Rebuilding cities in the aftermath of crisis offers existing elites the chance to restore and impose the designs and institutions that brought their crisis in the first place. Nonetheless, there are other design and political prospects.
Ultimately the shape of the cities we reconstruct both after storms like Sandy and — better yet — to mitigate the effects of such future storms — will depend on the coalitions that are built. Mainstream corporate forces could see a commuter rail as an instrument primarily of suburban real estate development. Or a right wing populist coalition could treat transit, bike lanes, and walking paths as well as the immigrants who use such systems as obstacles to the car. Atlanta Braves relief pitcher John Rocker once achieved considerable notoriety when, asked if he would like playing in New York City, responded: “Imagine having to take the 7 Train to the ballpark looking like you’re riding through Beirut next to some kid with purple hair, next to some queer with AIDS, right next to some dude who just got out of jail for the fourth time, right next to some 20-year-old mom with four kids. It’s depressing... The biggest thing I don’t like about New York are the foreigners.”
Against this vision, York University’s Stefan Kipfer argues for the social and ecological benefits of broader democratic coalitions: “To win out against the real, if contradictory pleasures of our car culture, transit has to offer an exciting way of experiencing urban life. The beast so central to capitalism as we know it, “homo automotivis” … will only die out with a renewed transit culture: being together with others in anonymity and encountering fellow inhabitants not simply through kinship and self-selected sub-cultures but through the unexpected encounters of urban living. Fostering such an exuberant – curious, open, and generous – public culture of being “in solitude without isolation” will require that many of us relearn the capacity to live outside privatized, atomized and sanitized environments. This is not impossible. A recent survey by the Pembina Institute reveals that most Greater Toronto Area residents would happily trade their cars and bungalows for walking, transit and denser living arrangements if they could afford it. After decades of worsening congestion and ‘world-class’ commuting delays, Torontonians seem to have become more intolerant of car-led sprawl and more receptive to more open and public forms of urban life. This makes it possible to think of a transit culture beyond the central city spaces where transit is already a fact of life for the majority of inhabitants. If not from personal experience, we know promising elements of living in large cities from movies, literature, and music: the syncopated rhythms of street life and mass transit, the promise of independence from domestic life, the excitement of bustling crowds, the bouts of unexpected camaraderie among strangers.”

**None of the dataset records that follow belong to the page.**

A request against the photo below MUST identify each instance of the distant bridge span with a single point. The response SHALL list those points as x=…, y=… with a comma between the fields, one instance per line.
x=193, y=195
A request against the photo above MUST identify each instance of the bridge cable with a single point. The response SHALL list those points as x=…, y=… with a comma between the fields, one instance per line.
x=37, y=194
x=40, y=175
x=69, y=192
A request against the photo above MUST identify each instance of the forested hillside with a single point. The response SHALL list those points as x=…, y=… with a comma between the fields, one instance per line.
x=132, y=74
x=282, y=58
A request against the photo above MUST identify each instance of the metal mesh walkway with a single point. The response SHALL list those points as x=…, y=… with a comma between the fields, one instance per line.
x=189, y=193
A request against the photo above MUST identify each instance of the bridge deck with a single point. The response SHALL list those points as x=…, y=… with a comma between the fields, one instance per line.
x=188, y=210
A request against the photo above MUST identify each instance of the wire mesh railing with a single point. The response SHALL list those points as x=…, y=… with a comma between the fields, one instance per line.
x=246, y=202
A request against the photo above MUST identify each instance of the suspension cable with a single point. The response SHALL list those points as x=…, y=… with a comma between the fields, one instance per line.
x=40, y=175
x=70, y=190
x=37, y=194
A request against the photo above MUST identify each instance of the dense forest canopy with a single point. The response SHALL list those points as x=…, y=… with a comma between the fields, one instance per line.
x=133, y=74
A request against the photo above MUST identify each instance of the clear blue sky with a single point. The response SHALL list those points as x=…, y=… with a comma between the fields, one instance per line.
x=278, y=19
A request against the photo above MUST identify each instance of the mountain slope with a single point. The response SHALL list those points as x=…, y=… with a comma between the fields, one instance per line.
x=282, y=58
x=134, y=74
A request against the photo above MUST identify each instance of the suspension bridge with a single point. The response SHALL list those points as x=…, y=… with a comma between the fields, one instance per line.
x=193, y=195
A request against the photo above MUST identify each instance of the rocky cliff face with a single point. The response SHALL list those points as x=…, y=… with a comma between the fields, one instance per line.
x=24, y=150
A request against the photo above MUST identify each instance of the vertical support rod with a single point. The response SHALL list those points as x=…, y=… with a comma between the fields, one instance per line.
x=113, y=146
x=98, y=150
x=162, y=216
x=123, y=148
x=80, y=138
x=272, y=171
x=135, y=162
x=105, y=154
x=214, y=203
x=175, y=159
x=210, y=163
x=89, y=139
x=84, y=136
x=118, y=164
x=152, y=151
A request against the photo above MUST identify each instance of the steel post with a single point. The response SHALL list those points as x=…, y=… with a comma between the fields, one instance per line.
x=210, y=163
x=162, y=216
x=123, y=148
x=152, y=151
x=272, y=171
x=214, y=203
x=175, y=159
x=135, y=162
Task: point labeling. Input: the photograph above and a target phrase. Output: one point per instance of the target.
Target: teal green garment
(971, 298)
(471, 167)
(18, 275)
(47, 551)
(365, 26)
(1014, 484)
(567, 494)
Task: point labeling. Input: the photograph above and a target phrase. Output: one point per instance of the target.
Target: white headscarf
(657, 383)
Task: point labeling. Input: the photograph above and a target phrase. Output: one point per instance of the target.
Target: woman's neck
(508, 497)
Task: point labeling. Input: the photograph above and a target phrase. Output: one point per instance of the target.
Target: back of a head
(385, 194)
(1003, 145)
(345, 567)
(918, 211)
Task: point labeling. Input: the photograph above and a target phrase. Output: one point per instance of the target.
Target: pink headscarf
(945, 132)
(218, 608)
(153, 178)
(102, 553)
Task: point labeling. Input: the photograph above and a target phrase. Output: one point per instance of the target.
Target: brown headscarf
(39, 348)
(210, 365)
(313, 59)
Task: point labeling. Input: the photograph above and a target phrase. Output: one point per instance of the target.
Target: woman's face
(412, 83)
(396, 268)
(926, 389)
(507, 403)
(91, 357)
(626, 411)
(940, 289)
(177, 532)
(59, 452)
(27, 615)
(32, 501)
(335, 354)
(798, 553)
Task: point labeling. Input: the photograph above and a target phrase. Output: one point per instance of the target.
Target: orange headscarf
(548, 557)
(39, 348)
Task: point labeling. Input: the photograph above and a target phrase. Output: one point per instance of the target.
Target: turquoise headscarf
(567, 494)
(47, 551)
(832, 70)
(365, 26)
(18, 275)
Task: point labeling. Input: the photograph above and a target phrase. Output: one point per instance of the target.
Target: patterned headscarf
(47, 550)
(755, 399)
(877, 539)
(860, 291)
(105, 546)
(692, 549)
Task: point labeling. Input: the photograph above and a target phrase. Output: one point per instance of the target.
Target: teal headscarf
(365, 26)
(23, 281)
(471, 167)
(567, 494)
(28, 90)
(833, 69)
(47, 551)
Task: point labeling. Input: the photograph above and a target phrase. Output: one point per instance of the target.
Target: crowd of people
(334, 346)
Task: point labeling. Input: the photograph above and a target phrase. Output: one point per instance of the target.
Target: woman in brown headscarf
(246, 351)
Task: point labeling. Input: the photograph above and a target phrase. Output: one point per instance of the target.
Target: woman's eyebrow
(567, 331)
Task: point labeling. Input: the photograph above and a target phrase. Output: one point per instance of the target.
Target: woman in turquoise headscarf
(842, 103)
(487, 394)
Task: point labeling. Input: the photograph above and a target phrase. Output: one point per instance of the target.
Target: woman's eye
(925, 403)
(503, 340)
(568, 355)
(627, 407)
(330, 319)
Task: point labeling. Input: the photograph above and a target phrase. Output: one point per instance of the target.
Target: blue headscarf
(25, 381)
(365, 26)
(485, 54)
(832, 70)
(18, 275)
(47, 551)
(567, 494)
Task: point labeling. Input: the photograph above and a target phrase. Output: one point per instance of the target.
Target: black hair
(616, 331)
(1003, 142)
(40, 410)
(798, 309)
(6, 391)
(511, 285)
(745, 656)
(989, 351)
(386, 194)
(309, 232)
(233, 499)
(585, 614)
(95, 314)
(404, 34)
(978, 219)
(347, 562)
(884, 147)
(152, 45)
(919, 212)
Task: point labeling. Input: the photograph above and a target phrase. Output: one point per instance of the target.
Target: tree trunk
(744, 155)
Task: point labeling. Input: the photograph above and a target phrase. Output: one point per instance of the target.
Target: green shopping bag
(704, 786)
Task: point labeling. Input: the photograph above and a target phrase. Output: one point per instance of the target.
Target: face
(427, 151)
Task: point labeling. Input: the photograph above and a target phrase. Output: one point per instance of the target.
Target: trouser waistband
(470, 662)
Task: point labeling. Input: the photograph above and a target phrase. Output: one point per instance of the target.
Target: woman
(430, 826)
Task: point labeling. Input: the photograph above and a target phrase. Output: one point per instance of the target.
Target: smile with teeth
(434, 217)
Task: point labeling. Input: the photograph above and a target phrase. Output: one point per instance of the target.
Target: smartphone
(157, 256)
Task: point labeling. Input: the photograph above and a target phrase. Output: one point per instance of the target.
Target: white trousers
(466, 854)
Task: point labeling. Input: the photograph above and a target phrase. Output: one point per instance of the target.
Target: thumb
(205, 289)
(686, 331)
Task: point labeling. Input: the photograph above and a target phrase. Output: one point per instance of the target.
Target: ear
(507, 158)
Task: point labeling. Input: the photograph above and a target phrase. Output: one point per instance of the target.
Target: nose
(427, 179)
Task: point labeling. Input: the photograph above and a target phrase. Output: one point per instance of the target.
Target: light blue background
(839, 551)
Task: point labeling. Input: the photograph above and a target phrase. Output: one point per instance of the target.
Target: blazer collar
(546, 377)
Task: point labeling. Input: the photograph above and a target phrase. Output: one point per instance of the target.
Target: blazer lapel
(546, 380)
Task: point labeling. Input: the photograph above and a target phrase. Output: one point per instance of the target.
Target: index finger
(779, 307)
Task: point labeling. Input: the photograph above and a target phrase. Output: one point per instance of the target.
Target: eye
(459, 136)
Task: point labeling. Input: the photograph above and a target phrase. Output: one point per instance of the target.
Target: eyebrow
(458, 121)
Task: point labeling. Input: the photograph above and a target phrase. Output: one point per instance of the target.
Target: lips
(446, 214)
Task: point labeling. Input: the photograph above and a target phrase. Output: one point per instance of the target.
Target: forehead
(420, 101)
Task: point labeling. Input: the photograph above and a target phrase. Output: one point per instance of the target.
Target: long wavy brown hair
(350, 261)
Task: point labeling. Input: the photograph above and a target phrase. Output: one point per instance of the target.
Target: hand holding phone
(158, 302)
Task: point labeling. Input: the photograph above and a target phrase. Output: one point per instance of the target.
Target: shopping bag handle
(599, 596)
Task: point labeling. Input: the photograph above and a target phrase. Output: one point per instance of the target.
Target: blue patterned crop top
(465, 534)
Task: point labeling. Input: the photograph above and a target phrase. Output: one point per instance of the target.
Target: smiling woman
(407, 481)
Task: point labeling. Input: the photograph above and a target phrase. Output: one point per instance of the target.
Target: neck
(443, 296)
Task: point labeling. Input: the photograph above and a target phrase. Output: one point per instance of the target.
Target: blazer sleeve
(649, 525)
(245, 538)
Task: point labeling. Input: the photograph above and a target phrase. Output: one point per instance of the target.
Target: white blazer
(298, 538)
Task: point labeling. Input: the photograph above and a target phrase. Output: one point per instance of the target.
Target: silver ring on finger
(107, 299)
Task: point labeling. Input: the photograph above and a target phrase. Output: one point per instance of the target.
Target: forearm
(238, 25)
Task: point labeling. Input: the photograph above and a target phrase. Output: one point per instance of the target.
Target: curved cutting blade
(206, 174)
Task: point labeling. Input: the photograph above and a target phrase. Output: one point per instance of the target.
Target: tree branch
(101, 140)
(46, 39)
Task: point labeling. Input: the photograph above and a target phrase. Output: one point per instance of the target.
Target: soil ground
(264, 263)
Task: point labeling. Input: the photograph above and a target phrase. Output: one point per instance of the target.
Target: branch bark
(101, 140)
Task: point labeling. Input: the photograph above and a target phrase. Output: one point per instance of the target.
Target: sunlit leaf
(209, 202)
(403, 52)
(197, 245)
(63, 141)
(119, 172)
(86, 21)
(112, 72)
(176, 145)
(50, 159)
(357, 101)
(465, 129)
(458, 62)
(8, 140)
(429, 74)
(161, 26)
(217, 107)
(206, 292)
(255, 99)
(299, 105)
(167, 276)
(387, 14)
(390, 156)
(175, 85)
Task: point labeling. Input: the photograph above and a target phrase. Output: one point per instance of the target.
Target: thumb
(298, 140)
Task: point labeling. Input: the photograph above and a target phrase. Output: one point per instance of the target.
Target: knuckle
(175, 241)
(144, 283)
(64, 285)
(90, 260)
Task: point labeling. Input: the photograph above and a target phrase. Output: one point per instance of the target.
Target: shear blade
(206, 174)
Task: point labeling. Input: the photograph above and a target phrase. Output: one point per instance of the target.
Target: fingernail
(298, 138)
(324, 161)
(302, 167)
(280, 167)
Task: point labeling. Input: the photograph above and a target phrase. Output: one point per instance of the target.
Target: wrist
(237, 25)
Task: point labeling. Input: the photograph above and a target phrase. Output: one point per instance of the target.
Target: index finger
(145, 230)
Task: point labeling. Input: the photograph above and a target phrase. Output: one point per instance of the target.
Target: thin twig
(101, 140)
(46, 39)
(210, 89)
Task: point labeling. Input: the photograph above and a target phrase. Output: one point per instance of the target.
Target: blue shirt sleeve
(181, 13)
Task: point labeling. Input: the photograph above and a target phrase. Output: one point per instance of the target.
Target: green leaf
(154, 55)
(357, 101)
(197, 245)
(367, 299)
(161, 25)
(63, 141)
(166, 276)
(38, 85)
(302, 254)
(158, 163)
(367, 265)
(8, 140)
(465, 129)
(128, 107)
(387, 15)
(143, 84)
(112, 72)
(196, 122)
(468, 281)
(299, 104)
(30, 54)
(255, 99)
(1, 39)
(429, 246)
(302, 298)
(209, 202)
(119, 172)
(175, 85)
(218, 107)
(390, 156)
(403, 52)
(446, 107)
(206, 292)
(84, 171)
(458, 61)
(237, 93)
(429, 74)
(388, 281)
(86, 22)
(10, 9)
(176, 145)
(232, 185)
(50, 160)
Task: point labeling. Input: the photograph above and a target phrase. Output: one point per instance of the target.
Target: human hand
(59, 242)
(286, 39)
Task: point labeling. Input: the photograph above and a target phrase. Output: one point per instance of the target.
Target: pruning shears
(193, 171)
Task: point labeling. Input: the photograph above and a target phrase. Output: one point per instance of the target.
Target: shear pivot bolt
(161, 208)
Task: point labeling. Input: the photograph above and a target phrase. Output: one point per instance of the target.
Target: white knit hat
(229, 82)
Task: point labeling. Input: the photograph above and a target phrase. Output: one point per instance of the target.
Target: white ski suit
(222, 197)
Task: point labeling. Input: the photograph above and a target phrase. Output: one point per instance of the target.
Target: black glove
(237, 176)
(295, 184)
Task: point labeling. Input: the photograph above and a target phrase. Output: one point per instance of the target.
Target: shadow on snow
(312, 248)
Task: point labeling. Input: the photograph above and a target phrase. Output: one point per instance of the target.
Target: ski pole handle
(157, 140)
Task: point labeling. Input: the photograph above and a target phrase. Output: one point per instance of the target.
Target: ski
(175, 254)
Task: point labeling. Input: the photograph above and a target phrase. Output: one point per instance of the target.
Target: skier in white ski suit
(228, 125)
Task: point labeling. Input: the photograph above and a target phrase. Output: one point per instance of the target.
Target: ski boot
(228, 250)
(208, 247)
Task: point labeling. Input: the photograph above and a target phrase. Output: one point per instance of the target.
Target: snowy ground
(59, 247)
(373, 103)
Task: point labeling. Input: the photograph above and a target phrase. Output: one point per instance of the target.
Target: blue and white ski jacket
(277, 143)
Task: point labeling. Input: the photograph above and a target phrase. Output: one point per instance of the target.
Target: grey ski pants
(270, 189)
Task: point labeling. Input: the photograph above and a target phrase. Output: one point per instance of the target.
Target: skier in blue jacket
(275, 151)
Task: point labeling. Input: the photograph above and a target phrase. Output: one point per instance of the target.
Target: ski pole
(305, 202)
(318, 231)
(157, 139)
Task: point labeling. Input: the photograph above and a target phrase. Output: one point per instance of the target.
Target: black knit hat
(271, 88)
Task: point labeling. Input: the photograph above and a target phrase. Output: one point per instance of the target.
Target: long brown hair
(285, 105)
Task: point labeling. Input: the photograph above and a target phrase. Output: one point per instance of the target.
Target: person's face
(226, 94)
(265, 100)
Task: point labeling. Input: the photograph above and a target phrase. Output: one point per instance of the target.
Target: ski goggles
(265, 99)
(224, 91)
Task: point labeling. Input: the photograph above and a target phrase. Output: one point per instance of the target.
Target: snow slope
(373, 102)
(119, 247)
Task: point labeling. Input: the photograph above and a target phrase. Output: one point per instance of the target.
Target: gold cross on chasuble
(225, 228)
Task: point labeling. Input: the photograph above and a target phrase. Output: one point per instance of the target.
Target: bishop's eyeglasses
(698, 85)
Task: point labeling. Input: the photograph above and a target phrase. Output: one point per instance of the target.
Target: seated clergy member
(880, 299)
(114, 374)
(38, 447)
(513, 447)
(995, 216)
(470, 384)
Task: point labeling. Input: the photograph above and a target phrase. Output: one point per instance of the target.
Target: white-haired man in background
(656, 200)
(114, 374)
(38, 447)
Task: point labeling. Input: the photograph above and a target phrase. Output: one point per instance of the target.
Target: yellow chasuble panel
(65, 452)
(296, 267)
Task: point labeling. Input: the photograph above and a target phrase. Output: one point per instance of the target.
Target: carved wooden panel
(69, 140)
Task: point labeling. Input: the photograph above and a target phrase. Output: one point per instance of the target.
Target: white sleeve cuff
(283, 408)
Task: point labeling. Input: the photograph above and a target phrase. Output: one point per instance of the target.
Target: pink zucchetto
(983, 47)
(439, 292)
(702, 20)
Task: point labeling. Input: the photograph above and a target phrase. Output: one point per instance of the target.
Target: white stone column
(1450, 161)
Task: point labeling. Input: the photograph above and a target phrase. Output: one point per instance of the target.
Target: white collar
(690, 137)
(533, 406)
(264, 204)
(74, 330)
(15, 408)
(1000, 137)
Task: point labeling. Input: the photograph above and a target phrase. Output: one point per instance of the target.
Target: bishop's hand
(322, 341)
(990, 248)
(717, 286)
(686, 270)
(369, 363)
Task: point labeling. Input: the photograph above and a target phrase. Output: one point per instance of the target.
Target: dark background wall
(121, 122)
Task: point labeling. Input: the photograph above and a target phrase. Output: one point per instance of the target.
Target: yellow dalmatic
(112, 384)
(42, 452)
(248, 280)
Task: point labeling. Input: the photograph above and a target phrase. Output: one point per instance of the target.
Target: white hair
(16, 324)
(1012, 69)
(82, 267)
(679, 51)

Such generous, exploratory sentiments cannot be assumed, as John Rocker’s hateful diatribe illustrates. Yet there are members of different ethnicities who value diversity and are willing to experiment with emerging styles of dress, food, urban design and other dimensions of the complex human experience. Their instincts can be cultivated and encouraged. Progressives from different ethical and political backgrounds can gain from and aid this process by presenting the contrasting secular and religious roots of their social justice commitments while acknowledging the gaps and limits of their own fundamental beliefs. Success in promoting an egalitarian agenda depends on but also encourages greater openness to difference. When transit expansion is part of a broader full employment politics, the greater economic security thus assured can create a climate less hospitable to exclusionary identities and rigid ideologies.
Such achievements are never final. Coalitions on behalf of a fundamental right to mobility can be expected to germinate new challenges and visions. Nonetheless, arguably the receptivity to change and difference Kipfer so eloquently describes can and has been cultivated, and such cultivation is essential to the politics of transit.
Discontent with the solipsistic, time consuming culture of the automobile is no longer limited to residents of a highly cosmopolitan city like Toronto. Even the world’s most caraholic culture is shifting. Bill McKibben recently pointed to a poll conducted by the Natural Resources Defense Council that “suggests that [public transit] would be popular with the public, 59 percent of whom believe that the US transportation system is “outdated, unreliable and inefficient.” Americans also want to be less dependent on cars. Today, 55 percent prefer to drive less, but 74% say they have no choice, and 58% would like to use public transportation more often, but it is not convenient or available from their home or work.”
Osterwell wonders: “What would cities look like with bikes, buses and even subways truly run by their citizens? For now, the question is pie-in-the-sky, but public transit truly run by the public and for the public would make cities more equitable, more green and less prone to temperamental whims — of market forces and politicians alike. If we start imagining and building these systems today, we can start building the cities we’d like to see in the future.”
Ultimately sustainable public transit systems require creating or revitalizing public space and thus democracy itself. A more vibrant democracy can help shape systems that in turn strengthen our democratic commitments.